The decal sheet having re-surfaced, I completed the DBR1. This is only my second completed non-styrene kit, and the first from Profil 24 (the first was the Abarth OT 1300 from MFH). All in all a very nice kit which reproduces an historically significant car, and which is a pleasure to build if you accept it will be, as I said in my last post on this kit, an exercise in artisanal fabrication rather than assembly. And to be fair, it was a lot less work than getting a Jimmy Flintstone body to fit an AMT donor kit.
Quality of the build, from an appearance perspective, is obviously only fair. As I get better at these kits I expect the appearance to improve, and one of these days I'll start focusing on paint quality.
Looking closely at the photos, I see one of the dashboard decals has fallen off since I put them on last night ... I'll have to look through the parts bin.
The engine worked out quite well, even if the plug wires don't run inside a tube the way they are supposed to.
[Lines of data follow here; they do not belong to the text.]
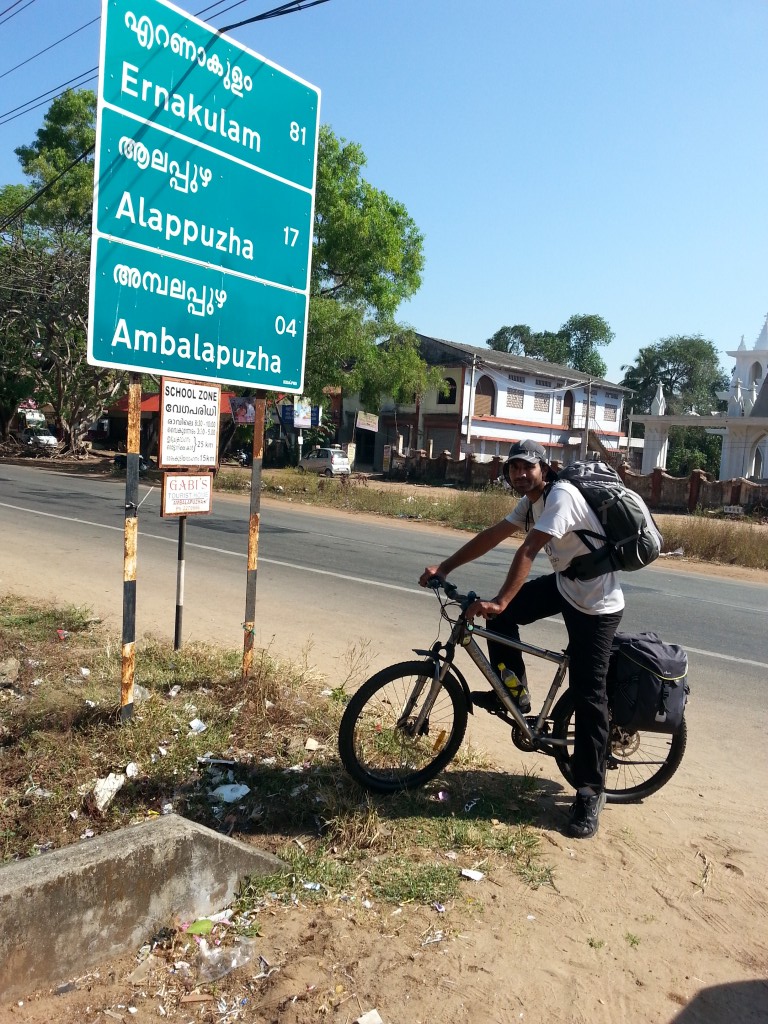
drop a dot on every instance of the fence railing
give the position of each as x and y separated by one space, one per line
660 491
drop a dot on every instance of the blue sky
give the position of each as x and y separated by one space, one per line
604 156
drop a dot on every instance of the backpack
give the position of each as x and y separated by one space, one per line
647 683
632 539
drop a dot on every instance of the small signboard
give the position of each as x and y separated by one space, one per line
302 413
368 421
188 424
186 494
244 411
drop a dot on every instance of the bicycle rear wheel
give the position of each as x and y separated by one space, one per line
378 747
638 763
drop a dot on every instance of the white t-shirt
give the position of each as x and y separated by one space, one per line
565 511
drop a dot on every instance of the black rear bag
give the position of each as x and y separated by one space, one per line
647 683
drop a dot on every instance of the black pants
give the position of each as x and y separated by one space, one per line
589 649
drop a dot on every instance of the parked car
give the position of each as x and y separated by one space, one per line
38 437
329 462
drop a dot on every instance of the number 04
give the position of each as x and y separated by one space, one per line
282 326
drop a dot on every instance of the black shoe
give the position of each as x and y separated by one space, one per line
585 814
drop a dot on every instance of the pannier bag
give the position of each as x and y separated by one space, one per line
647 683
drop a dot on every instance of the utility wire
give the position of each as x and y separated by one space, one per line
287 8
41 192
62 86
9 8
28 4
40 52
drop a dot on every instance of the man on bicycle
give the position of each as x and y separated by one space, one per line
591 610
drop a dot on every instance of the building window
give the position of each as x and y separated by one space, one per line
484 394
450 397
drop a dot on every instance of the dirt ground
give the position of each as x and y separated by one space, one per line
660 919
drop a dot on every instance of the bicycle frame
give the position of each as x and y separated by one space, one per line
463 635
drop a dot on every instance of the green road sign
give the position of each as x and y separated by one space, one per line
184 320
203 206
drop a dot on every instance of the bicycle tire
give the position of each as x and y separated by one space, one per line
382 757
638 764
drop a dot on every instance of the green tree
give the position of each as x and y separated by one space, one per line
688 369
367 259
573 345
44 263
585 334
511 339
551 346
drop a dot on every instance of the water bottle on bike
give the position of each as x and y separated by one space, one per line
518 690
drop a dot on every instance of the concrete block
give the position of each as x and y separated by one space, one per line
70 909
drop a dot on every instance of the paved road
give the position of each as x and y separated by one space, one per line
330 583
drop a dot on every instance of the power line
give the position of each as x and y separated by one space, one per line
287 8
41 192
28 4
40 52
292 7
43 96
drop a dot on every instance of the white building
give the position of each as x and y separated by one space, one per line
494 399
743 427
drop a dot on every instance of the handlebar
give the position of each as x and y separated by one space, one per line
452 592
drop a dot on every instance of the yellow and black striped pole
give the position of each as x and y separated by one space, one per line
129 550
253 537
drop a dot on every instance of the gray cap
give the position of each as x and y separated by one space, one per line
528 452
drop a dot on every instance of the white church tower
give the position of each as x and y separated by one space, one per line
744 443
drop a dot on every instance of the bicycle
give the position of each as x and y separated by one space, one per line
407 722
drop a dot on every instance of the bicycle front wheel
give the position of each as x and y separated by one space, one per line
638 763
378 743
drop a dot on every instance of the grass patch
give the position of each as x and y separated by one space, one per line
60 731
701 536
712 540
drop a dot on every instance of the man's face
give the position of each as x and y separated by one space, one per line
525 477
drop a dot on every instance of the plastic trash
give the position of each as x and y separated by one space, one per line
202 927
230 793
371 1017
104 791
9 671
215 963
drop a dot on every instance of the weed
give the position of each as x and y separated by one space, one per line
700 537
60 731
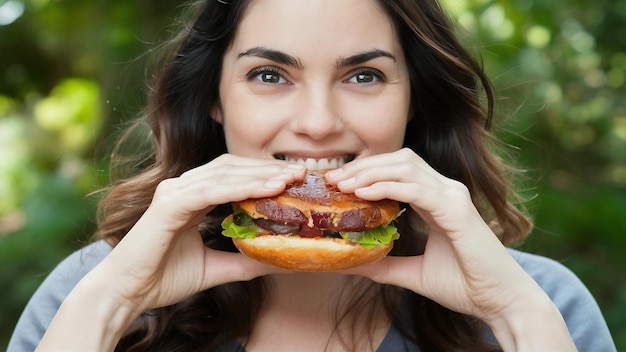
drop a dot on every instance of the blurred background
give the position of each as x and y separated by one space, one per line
72 72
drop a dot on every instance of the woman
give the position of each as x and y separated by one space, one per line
384 89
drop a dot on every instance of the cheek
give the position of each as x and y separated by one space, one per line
247 126
381 124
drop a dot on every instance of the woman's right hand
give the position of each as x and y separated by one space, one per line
162 259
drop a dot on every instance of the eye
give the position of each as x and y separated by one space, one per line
366 75
267 74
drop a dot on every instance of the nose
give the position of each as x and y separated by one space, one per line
318 114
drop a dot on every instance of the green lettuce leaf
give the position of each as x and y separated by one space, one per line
235 231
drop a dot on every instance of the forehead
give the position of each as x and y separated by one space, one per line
338 25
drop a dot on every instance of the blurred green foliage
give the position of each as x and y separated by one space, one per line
72 72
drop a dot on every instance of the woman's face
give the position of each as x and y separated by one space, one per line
320 81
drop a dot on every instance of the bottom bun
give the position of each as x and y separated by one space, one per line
309 254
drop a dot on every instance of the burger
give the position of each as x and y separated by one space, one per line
312 226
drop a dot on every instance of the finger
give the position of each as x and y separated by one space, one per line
225 267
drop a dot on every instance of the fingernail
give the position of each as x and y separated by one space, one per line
347 181
274 183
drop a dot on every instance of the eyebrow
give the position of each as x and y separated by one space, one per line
286 59
363 58
274 55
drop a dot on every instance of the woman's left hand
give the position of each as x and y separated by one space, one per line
465 267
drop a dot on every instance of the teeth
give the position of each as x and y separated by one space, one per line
320 164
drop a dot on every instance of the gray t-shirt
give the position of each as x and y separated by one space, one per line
578 307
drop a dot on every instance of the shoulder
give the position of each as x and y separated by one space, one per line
578 307
45 302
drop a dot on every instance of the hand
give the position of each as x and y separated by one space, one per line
162 259
464 267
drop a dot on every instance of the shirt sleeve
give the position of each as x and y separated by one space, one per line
45 302
578 307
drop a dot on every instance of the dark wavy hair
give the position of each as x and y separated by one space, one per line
451 115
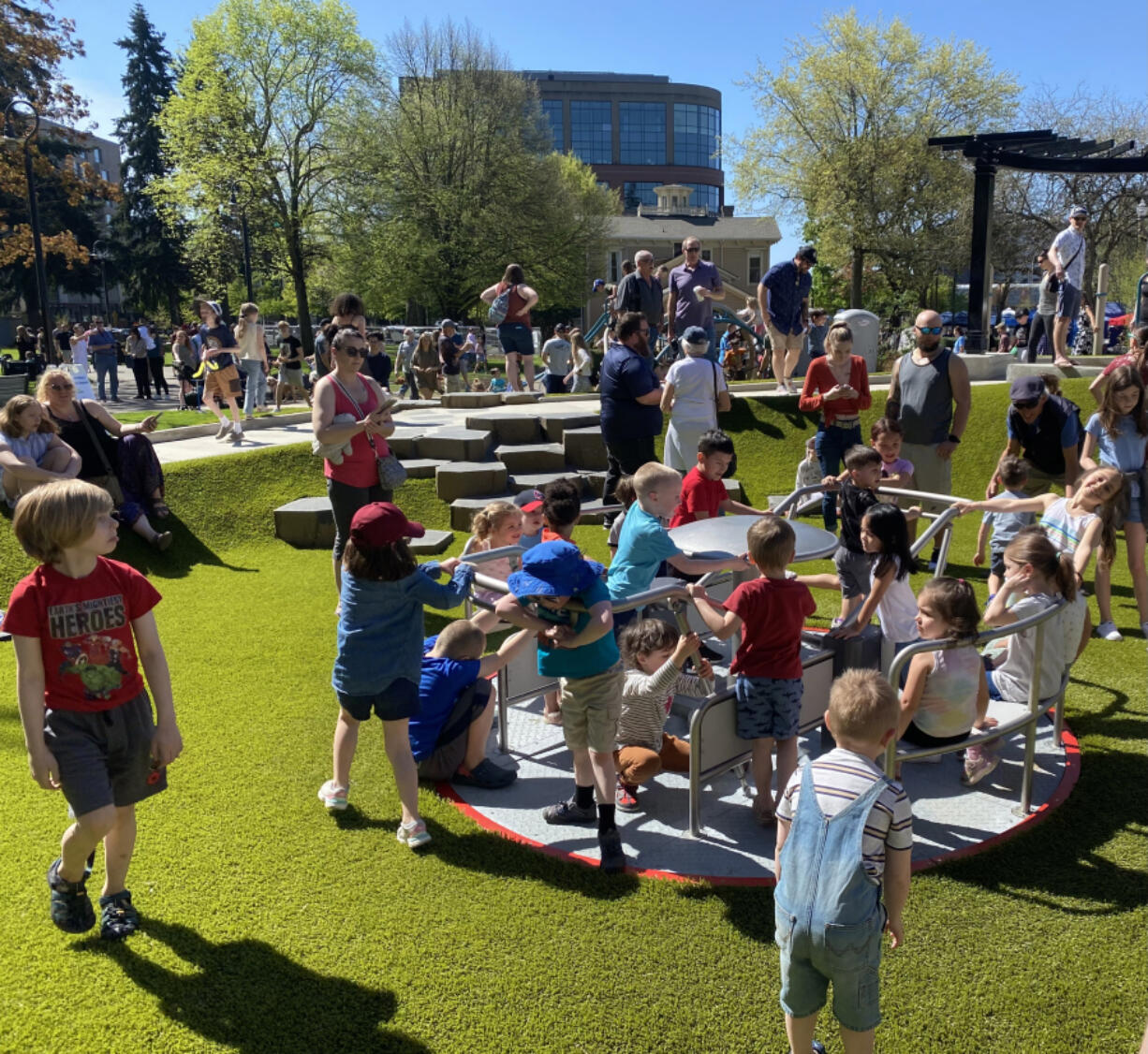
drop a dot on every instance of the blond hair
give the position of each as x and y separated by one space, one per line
14 408
862 705
652 476
57 516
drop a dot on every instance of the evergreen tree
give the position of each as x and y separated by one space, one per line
148 253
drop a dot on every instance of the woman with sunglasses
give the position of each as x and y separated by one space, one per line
105 444
351 418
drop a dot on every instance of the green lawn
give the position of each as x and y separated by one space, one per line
272 927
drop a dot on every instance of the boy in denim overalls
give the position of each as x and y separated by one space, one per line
843 832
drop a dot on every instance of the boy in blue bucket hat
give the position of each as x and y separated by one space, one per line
578 648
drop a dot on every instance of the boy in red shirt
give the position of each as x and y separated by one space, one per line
76 622
770 612
704 494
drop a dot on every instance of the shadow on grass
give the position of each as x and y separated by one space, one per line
249 997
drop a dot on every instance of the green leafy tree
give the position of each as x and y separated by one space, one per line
843 141
148 253
458 179
267 95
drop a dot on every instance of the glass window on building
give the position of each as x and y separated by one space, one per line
697 133
552 108
592 132
641 131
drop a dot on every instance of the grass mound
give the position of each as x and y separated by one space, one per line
271 927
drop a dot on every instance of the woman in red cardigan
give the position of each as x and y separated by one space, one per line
838 386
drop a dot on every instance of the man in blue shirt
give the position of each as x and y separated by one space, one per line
783 298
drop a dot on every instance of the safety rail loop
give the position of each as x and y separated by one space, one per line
1037 706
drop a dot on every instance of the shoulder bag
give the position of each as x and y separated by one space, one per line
390 470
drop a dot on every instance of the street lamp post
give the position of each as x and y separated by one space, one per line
34 216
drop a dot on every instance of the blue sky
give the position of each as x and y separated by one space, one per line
712 44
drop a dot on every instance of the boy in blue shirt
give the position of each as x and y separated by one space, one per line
456 706
644 543
578 648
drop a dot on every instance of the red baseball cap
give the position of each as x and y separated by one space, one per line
382 523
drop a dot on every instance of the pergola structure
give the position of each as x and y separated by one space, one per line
1037 151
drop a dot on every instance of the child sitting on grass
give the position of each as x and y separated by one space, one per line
457 709
579 649
655 654
704 494
76 623
380 649
770 612
832 877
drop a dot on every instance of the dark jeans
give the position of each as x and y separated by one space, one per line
345 502
625 457
832 445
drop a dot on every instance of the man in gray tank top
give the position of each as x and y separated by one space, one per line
929 391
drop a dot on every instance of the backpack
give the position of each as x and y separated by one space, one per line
501 307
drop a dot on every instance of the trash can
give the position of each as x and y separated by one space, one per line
866 329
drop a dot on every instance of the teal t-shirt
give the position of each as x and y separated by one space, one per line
589 659
641 547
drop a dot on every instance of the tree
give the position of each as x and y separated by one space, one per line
34 41
843 141
461 181
148 252
267 92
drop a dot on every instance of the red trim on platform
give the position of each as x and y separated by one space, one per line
1063 789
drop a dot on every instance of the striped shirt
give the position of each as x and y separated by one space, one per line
645 703
842 776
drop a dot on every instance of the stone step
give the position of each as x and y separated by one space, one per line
584 447
462 510
432 543
456 445
462 479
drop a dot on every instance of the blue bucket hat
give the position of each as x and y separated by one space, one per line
554 569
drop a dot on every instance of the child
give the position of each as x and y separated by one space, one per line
380 648
457 709
31 451
1118 435
579 649
496 526
770 612
1039 574
704 495
1014 475
945 692
529 505
77 622
832 877
885 537
644 543
654 653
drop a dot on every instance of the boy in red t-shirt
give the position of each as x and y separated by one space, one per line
76 622
770 612
704 494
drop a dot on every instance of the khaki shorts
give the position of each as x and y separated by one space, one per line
592 708
786 341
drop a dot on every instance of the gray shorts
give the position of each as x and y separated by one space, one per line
853 571
105 758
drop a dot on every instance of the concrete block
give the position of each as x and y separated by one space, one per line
462 510
554 424
462 479
432 543
456 445
533 457
584 447
305 523
519 429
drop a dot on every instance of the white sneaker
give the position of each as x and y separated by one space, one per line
1108 632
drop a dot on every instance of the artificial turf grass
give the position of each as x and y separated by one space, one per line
278 928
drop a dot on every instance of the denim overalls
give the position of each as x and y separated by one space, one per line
828 913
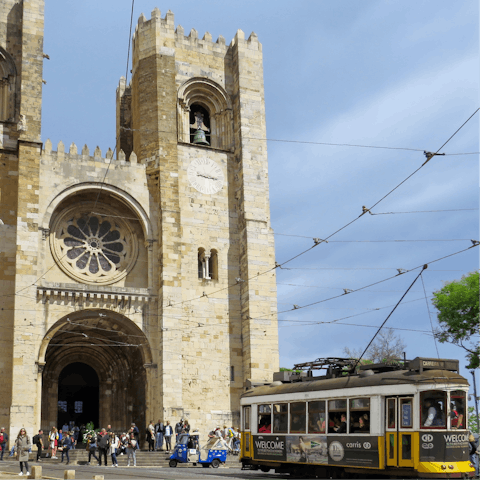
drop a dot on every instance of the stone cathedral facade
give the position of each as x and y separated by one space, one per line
136 284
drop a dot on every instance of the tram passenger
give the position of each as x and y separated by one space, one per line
341 425
363 426
265 425
303 450
434 414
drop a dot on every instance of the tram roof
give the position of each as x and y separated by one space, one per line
398 377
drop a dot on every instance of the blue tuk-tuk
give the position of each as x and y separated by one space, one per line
188 450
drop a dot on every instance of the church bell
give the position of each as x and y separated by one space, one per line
199 138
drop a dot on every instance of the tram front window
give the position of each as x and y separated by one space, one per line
316 417
457 409
433 409
264 419
280 418
360 415
337 416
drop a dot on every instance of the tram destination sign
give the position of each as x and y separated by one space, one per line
444 447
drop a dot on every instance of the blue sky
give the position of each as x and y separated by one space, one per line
383 73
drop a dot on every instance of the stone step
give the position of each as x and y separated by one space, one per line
143 459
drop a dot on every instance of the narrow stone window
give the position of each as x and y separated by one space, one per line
207 264
213 267
7 86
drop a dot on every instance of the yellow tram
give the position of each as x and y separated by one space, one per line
406 419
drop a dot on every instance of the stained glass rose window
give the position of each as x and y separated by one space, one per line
94 247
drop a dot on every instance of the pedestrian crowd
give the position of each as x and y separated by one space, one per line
106 443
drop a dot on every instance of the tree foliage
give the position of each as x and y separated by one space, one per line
387 347
458 315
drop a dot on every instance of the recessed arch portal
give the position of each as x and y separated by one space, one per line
111 346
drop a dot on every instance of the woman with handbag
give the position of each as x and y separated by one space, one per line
22 446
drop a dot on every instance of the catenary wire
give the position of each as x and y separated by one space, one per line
389 315
430 317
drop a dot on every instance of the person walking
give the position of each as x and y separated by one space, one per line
150 436
3 442
473 452
159 431
66 446
22 446
112 449
91 447
131 447
38 442
178 429
53 442
102 443
168 436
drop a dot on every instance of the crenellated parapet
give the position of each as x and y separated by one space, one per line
73 156
166 36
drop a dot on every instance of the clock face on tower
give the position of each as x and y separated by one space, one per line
205 175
Fabricating distributors was a lot of fun and in perfect keeping with the artisanal nature of the kit.
The paint still looks better in real life than in the photos, for some reason to do with lighting and my old point-and-shoot Canon SD 1000. Other colours all seem to work out nicely. In this case it is Tamiya TS-78, Field Gray, which is a flat military colour that is really green rather than gray. It went on over Tamiya light grey primer, and a coat of clear afterwards was meant to increase the gloss, but realistically a lot of polishing would have helped.